Polarization in Politics: A Case Study

by: Anik Bhattacharjee & Alistair MacKay-White


On September 10th, 2025, Charlie Kirk was assassinated at a Turning Point USA rally at Utah Valley University. The assassin was Tyler James Robinson, a 22-year-old from Utah. He shot Kirk in the neck with a singular bullet whilst Kirk, somewhat ironically, was discussing gun violence and its relation to transgender rights. Four bullets were found at the scene, one fired and the other three abandoned alongside the weapon. Each bullet was inscribed with a reference to anti-fascist rhetoric or pop culture. For example, one contained a reference to the popular video game Helldivers II. The game parallels George Orwell’s classic dystopian novel 1984 in its fictional representation of a government that spews propaganda and is constantly engaged in warfare with an unknown enemy. Another bullet features lines from a popular anti-fascist song, “O Bella ciao,” a response to Mussolinism within Italy pre-World War II.

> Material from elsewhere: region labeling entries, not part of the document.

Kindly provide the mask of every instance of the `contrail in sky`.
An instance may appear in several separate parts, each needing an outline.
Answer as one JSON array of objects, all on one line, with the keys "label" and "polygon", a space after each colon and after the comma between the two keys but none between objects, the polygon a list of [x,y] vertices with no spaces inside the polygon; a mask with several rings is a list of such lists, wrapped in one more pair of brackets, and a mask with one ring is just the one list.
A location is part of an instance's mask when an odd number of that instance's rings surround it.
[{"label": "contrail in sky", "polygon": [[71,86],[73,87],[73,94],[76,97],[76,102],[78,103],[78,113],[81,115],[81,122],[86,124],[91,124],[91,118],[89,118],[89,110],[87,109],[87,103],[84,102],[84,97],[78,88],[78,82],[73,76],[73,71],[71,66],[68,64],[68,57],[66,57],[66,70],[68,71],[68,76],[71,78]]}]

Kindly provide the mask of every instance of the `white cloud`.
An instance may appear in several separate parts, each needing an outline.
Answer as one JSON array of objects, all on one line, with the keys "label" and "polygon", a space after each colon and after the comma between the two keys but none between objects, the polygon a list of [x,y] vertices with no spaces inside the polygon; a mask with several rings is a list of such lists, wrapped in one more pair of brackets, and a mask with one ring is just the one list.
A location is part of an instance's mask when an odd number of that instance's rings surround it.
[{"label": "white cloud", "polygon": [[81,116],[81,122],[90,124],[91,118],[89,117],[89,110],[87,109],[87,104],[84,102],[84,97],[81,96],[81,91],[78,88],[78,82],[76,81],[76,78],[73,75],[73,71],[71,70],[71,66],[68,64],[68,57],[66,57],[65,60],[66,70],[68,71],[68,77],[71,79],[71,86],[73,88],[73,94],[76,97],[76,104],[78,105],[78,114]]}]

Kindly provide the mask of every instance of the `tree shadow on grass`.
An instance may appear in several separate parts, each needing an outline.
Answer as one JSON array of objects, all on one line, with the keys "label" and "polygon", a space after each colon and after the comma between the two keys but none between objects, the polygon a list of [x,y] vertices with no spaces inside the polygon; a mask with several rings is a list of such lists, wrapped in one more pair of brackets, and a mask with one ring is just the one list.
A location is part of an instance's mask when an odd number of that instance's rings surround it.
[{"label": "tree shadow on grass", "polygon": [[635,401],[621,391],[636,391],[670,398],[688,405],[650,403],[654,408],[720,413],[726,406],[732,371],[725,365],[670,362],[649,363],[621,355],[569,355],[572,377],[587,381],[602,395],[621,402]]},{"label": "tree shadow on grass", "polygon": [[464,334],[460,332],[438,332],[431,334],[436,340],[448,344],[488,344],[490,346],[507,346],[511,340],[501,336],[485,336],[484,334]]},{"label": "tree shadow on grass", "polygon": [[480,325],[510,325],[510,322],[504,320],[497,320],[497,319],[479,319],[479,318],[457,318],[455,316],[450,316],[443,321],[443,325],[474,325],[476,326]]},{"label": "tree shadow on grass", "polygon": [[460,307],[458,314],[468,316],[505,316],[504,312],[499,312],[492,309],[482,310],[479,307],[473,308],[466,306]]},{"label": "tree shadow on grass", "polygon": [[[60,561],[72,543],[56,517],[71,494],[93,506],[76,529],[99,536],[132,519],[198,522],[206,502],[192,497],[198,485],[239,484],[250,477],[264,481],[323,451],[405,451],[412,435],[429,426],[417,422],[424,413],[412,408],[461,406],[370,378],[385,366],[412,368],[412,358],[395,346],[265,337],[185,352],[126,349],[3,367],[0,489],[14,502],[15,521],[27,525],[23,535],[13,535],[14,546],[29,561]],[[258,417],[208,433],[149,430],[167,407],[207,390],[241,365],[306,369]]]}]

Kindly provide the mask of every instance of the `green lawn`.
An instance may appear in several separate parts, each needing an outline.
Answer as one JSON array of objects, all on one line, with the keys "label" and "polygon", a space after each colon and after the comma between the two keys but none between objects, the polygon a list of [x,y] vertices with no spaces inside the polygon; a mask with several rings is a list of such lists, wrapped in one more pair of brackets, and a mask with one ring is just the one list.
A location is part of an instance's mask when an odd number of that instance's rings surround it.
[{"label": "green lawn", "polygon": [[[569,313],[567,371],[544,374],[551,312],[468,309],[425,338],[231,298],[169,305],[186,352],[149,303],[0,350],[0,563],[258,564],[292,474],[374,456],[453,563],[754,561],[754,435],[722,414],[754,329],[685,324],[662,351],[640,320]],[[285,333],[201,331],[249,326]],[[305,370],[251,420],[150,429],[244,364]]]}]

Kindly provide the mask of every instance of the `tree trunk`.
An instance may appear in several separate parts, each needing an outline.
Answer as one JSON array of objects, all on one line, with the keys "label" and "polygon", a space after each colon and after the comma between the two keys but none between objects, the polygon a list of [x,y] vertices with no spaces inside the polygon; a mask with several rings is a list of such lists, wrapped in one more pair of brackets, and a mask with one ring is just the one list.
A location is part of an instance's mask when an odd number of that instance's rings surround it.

In Robinson’s inscriptions and Kirk’s final words, a sharp contrast is drawn, one that serves as a crux for American politics in the 21st century. A collision between two kinds of contradictory rhetoric and absolute conviction. Two sides of a battle that has been formed by constant political combat, and neither side has the vocabulary to admit defeat, or the supposed “wrongness.” Both men believed they were the last line of defense. When two sides both believe they are the resistance, a bulwark for a society they seek to defend, political violence becomes logical to both, and democracy becomes impossible for either. The Kirk assassination is a prime example of what occurs when we allow a democracy and its citizens to stop sharing a reality and become championed by emotion and fear.

Something key has been lost here, something that was core within the founding fathers' vision of the US: bipartisanship. It is often said our nation’s unity was fractured by political polarization, yet what exactly do we mean by this? What’s really happening is known as affective polarization, or when people don’t just disagree with the other side but despise them as well. Pew Research has tracked this trend for decades, and the share of Democrats and Republicans who view the opposing party as a threat to the nation's well-being has almost doubled since 2016. This is significantly different from simple policy disagreement, because you can negotiate policy, but you cannot negotiate with someone you believe is an existential threat.

Whether a result of the media ecosystem, social media’s architecture, or socio-economic factors, the nation must agree that the radical differences we see across the aisle must be tempered. The difference between what is said and what is true has become an abyss, and we must fill it with the light of truth. If we seek to return to political normalcy.